We determined whether oxidative damage in collagen is increased in (1) patients with diabetes; (2) patients with diabetic complications; and (3) subjects from the Diabetes Control and Complications Trial (DCCT)/Epidemiology of Diabetes Interventions and Complications (EDIC) study, with comparison of subjects from the former standard vs intensive treatment groups 4 years after DCCT completion.


We quantified the early glycation product fructose-lysine, the two AGEs N (epsilon)-(carboxymethyl)lysine (CML) and pentosidine, and the oxidised amino acid methionine sulphoxide (MetSO) in skin collagen from 96 patients with type 1 diabetes (taken from three groups: DCCT/EDIC patients and clinic patients from South Carolina and Scotland) and from 78 healthy subjects.


Fructose-lysine was increased in diabetic patients (p<0.0001), both with or without complications (p<0.0001).
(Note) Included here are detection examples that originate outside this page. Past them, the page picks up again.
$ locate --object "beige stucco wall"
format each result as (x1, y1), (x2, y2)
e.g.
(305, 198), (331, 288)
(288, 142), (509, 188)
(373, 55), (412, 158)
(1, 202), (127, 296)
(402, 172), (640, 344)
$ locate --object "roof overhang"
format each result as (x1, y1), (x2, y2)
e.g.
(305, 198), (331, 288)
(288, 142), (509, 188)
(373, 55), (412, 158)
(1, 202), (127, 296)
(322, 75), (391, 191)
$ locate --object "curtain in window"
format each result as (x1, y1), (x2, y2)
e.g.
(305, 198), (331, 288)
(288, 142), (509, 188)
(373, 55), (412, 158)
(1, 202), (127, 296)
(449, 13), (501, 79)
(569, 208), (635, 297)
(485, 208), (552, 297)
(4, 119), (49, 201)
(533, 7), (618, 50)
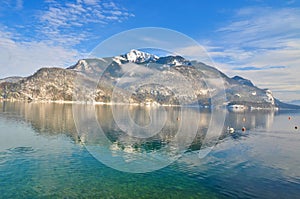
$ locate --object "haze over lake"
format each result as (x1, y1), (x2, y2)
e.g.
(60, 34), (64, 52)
(0, 102), (300, 198)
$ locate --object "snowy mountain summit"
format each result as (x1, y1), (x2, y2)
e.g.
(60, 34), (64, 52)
(125, 49), (159, 63)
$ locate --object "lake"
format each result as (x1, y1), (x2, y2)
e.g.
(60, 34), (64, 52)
(0, 102), (300, 198)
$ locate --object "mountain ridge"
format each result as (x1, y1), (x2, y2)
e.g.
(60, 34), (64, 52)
(0, 50), (300, 109)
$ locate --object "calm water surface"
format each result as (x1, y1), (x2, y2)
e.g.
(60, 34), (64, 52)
(0, 103), (300, 198)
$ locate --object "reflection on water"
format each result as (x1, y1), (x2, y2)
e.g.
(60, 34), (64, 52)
(0, 102), (275, 150)
(0, 103), (300, 198)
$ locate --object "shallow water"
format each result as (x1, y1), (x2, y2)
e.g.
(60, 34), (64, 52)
(0, 103), (300, 198)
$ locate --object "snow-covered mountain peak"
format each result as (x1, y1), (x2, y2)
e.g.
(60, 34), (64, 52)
(125, 49), (159, 63)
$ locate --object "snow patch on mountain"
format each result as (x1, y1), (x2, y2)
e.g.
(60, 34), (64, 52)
(125, 49), (159, 63)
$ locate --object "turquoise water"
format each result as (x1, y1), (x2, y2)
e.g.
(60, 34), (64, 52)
(0, 103), (300, 198)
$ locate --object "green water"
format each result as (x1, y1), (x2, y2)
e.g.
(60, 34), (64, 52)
(0, 103), (300, 198)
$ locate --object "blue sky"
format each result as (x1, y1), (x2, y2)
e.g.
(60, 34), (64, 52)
(0, 0), (300, 101)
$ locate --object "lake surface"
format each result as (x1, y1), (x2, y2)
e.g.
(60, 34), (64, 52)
(0, 102), (300, 198)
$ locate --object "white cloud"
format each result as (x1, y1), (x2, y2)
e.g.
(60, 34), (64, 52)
(209, 8), (300, 100)
(0, 31), (80, 78)
(0, 0), (134, 78)
(37, 0), (134, 45)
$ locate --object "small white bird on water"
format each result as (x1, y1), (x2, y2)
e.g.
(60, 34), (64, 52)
(227, 126), (234, 133)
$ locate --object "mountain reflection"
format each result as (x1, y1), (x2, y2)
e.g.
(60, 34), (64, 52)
(0, 102), (275, 152)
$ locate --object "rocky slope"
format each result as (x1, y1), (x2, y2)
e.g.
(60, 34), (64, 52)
(0, 50), (295, 108)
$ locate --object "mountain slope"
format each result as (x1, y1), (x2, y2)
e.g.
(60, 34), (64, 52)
(0, 50), (297, 109)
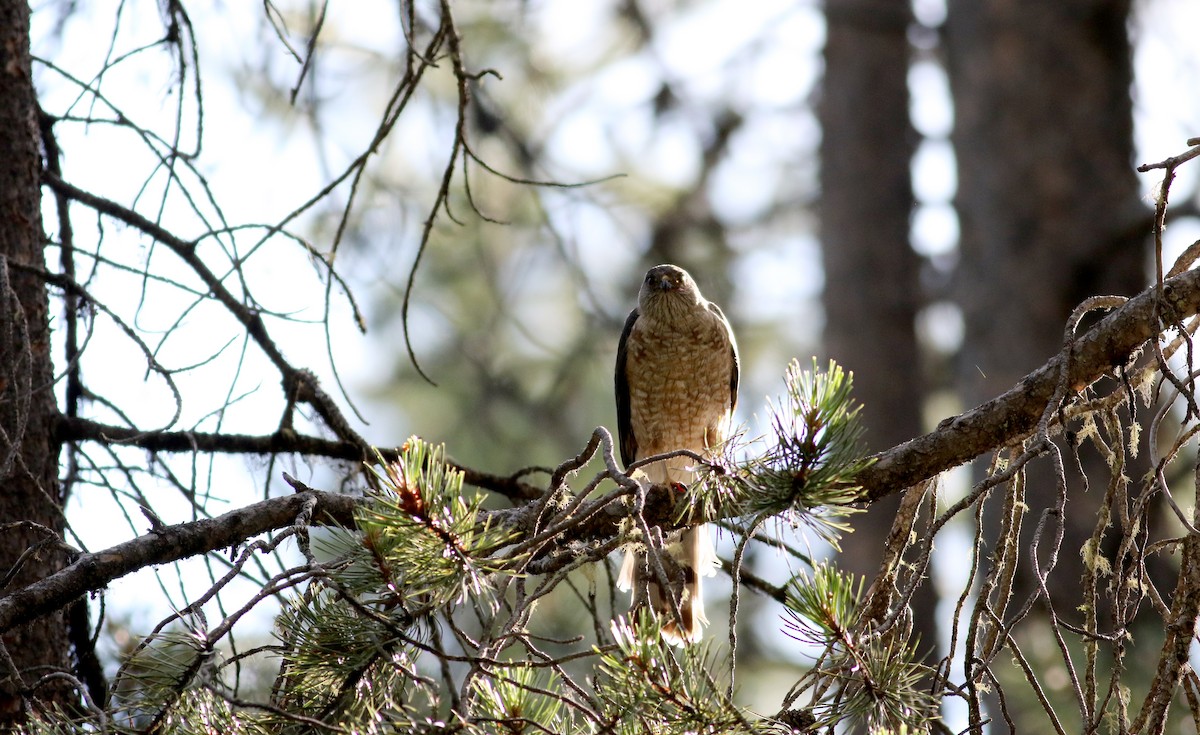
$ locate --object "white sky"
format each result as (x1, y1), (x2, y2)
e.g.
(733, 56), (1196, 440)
(23, 0), (1200, 725)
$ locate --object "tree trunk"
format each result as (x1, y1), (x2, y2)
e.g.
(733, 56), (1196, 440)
(818, 0), (937, 647)
(946, 0), (1150, 727)
(0, 0), (70, 730)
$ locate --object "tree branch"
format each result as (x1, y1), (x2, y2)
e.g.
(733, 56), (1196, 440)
(42, 171), (368, 446)
(856, 270), (1200, 501)
(55, 416), (544, 501)
(14, 265), (1200, 633)
(0, 491), (361, 633)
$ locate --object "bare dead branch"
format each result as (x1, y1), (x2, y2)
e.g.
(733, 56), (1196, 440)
(857, 270), (1200, 501)
(0, 491), (361, 633)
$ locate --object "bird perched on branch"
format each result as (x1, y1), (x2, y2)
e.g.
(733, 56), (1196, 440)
(614, 265), (738, 644)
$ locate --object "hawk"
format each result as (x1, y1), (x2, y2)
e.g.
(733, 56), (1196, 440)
(614, 265), (738, 644)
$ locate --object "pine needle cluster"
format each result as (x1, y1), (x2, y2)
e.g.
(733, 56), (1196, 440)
(738, 359), (870, 544)
(785, 563), (937, 733)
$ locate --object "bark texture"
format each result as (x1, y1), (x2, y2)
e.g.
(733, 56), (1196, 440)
(0, 0), (68, 730)
(946, 0), (1150, 686)
(818, 0), (937, 643)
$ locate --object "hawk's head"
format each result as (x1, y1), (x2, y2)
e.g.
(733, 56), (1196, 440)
(637, 264), (707, 317)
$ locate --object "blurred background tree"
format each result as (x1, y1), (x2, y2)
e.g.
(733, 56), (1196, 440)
(4, 0), (1200, 727)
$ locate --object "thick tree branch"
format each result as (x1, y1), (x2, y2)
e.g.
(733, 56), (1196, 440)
(14, 265), (1200, 632)
(0, 491), (361, 633)
(857, 270), (1200, 501)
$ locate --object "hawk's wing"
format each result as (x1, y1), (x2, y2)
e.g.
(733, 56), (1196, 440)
(705, 301), (738, 413)
(613, 309), (643, 466)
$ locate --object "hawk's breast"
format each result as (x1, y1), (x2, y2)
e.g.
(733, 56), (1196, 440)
(625, 311), (733, 458)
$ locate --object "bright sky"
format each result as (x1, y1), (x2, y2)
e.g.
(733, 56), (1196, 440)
(23, 0), (1200, 715)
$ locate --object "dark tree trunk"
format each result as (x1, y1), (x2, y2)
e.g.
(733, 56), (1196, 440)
(0, 0), (68, 730)
(946, 0), (1150, 727)
(947, 0), (1148, 585)
(820, 0), (937, 647)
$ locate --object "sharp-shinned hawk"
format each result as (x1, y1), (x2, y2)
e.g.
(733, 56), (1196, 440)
(614, 265), (738, 644)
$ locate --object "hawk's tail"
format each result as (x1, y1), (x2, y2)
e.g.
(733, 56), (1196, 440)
(617, 525), (716, 646)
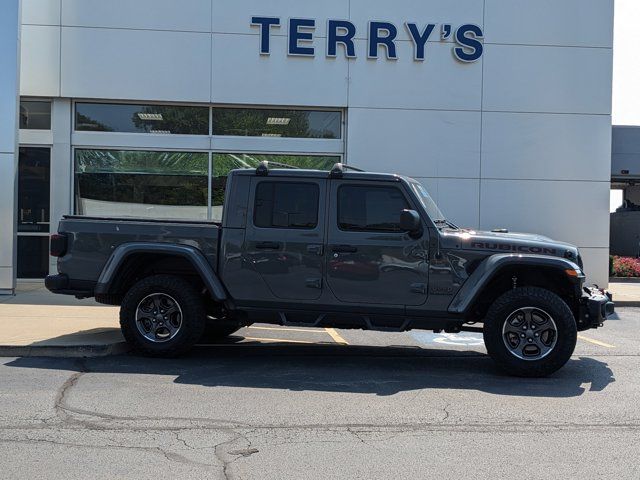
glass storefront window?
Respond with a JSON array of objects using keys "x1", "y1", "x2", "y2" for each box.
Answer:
[
  {"x1": 75, "y1": 149, "x2": 209, "y2": 220},
  {"x1": 213, "y1": 107, "x2": 342, "y2": 138},
  {"x1": 16, "y1": 235, "x2": 49, "y2": 278},
  {"x1": 18, "y1": 147, "x2": 51, "y2": 233},
  {"x1": 20, "y1": 100, "x2": 51, "y2": 130},
  {"x1": 211, "y1": 153, "x2": 340, "y2": 222},
  {"x1": 75, "y1": 103, "x2": 209, "y2": 135}
]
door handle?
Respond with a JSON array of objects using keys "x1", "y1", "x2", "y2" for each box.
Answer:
[
  {"x1": 307, "y1": 244, "x2": 322, "y2": 255},
  {"x1": 331, "y1": 245, "x2": 358, "y2": 253},
  {"x1": 256, "y1": 242, "x2": 280, "y2": 250}
]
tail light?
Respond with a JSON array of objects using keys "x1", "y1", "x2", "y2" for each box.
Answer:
[{"x1": 49, "y1": 233, "x2": 67, "y2": 257}]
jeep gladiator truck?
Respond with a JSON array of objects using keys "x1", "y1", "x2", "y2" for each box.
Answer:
[{"x1": 46, "y1": 163, "x2": 614, "y2": 376}]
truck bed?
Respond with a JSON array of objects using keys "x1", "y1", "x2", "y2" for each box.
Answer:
[{"x1": 53, "y1": 215, "x2": 221, "y2": 292}]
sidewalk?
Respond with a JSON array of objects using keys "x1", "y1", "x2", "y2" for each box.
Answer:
[
  {"x1": 0, "y1": 283, "x2": 127, "y2": 357},
  {"x1": 608, "y1": 282, "x2": 640, "y2": 307}
]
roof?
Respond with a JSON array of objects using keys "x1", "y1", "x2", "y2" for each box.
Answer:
[{"x1": 231, "y1": 164, "x2": 411, "y2": 182}]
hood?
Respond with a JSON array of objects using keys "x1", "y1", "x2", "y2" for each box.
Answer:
[{"x1": 441, "y1": 229, "x2": 578, "y2": 262}]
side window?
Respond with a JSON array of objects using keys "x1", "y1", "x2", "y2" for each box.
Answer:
[
  {"x1": 338, "y1": 185, "x2": 409, "y2": 232},
  {"x1": 253, "y1": 182, "x2": 320, "y2": 229}
]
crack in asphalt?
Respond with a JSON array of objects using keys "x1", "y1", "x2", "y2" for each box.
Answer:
[{"x1": 0, "y1": 359, "x2": 640, "y2": 480}]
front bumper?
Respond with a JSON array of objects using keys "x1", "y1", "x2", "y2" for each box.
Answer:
[{"x1": 578, "y1": 287, "x2": 615, "y2": 330}]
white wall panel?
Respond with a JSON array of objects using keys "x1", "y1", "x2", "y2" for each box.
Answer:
[
  {"x1": 580, "y1": 248, "x2": 616, "y2": 286},
  {"x1": 213, "y1": 0, "x2": 349, "y2": 36},
  {"x1": 416, "y1": 178, "x2": 480, "y2": 228},
  {"x1": 22, "y1": 0, "x2": 61, "y2": 25},
  {"x1": 0, "y1": 153, "x2": 18, "y2": 260},
  {"x1": 482, "y1": 113, "x2": 611, "y2": 181},
  {"x1": 351, "y1": 0, "x2": 483, "y2": 41},
  {"x1": 20, "y1": 25, "x2": 60, "y2": 97},
  {"x1": 438, "y1": 178, "x2": 480, "y2": 228},
  {"x1": 347, "y1": 108, "x2": 480, "y2": 178},
  {"x1": 480, "y1": 180, "x2": 609, "y2": 248},
  {"x1": 483, "y1": 45, "x2": 612, "y2": 114},
  {"x1": 62, "y1": 0, "x2": 211, "y2": 32},
  {"x1": 349, "y1": 40, "x2": 482, "y2": 110},
  {"x1": 485, "y1": 0, "x2": 613, "y2": 48},
  {"x1": 211, "y1": 34, "x2": 347, "y2": 107},
  {"x1": 62, "y1": 27, "x2": 211, "y2": 102}
]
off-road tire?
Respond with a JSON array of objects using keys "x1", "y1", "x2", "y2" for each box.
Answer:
[
  {"x1": 484, "y1": 287, "x2": 578, "y2": 377},
  {"x1": 120, "y1": 275, "x2": 206, "y2": 357}
]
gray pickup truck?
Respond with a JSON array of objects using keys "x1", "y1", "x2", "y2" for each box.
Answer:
[{"x1": 46, "y1": 163, "x2": 614, "y2": 376}]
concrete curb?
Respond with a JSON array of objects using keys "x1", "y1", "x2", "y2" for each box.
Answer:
[
  {"x1": 613, "y1": 296, "x2": 640, "y2": 308},
  {"x1": 0, "y1": 342, "x2": 130, "y2": 358}
]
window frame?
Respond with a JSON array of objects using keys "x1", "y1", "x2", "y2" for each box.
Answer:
[
  {"x1": 336, "y1": 183, "x2": 414, "y2": 235},
  {"x1": 69, "y1": 145, "x2": 212, "y2": 222},
  {"x1": 209, "y1": 104, "x2": 346, "y2": 142},
  {"x1": 251, "y1": 180, "x2": 321, "y2": 230},
  {"x1": 69, "y1": 97, "x2": 349, "y2": 222}
]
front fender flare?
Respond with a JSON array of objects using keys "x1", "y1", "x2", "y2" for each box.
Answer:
[
  {"x1": 448, "y1": 253, "x2": 584, "y2": 314},
  {"x1": 95, "y1": 242, "x2": 228, "y2": 301}
]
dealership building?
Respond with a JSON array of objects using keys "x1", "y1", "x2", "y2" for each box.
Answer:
[{"x1": 0, "y1": 0, "x2": 613, "y2": 293}]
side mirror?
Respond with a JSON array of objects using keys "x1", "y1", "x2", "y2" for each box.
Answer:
[{"x1": 400, "y1": 210, "x2": 422, "y2": 238}]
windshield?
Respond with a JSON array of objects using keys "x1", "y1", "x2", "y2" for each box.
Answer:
[{"x1": 411, "y1": 182, "x2": 445, "y2": 223}]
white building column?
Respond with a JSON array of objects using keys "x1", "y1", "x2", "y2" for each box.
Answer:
[
  {"x1": 49, "y1": 98, "x2": 73, "y2": 274},
  {"x1": 0, "y1": 0, "x2": 21, "y2": 294}
]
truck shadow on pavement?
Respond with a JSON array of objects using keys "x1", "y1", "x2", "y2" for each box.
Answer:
[{"x1": 6, "y1": 344, "x2": 615, "y2": 398}]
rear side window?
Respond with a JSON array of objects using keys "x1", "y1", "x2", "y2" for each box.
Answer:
[
  {"x1": 338, "y1": 185, "x2": 409, "y2": 232},
  {"x1": 253, "y1": 182, "x2": 320, "y2": 229}
]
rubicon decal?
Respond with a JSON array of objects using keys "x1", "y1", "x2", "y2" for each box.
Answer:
[
  {"x1": 251, "y1": 16, "x2": 484, "y2": 63},
  {"x1": 471, "y1": 242, "x2": 558, "y2": 255}
]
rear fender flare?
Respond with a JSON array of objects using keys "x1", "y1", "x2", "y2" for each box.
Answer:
[
  {"x1": 448, "y1": 253, "x2": 584, "y2": 314},
  {"x1": 95, "y1": 242, "x2": 228, "y2": 301}
]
Controlling for HbA(1c), rates of accumulation of AGEs were higher in diabetic patients than control subjects, regardless of whether the former had complications (CML and pentosidine given as log(e)[pentosidine]) or not (CML only) (all p<0.0001). MetSO (log(e)[MetSO]) also accumulated more rapidly in diabetic patients with complications than in controls (p<0.0001), but rates were similar in patients without complications and controls. For all three products, rates of accumulation with age were significantly higher in diabetic patients with complications than in those without (all p<0.0001). At 4 years after the end of the DCCT, no differences were found between the previous DCCT management groups for fructose-lysine, AGEs or MetSO.


The findings suggest that in type 1 diabetic patients enhanced oxidative damage to collagen is associated with the presence of vascular complications.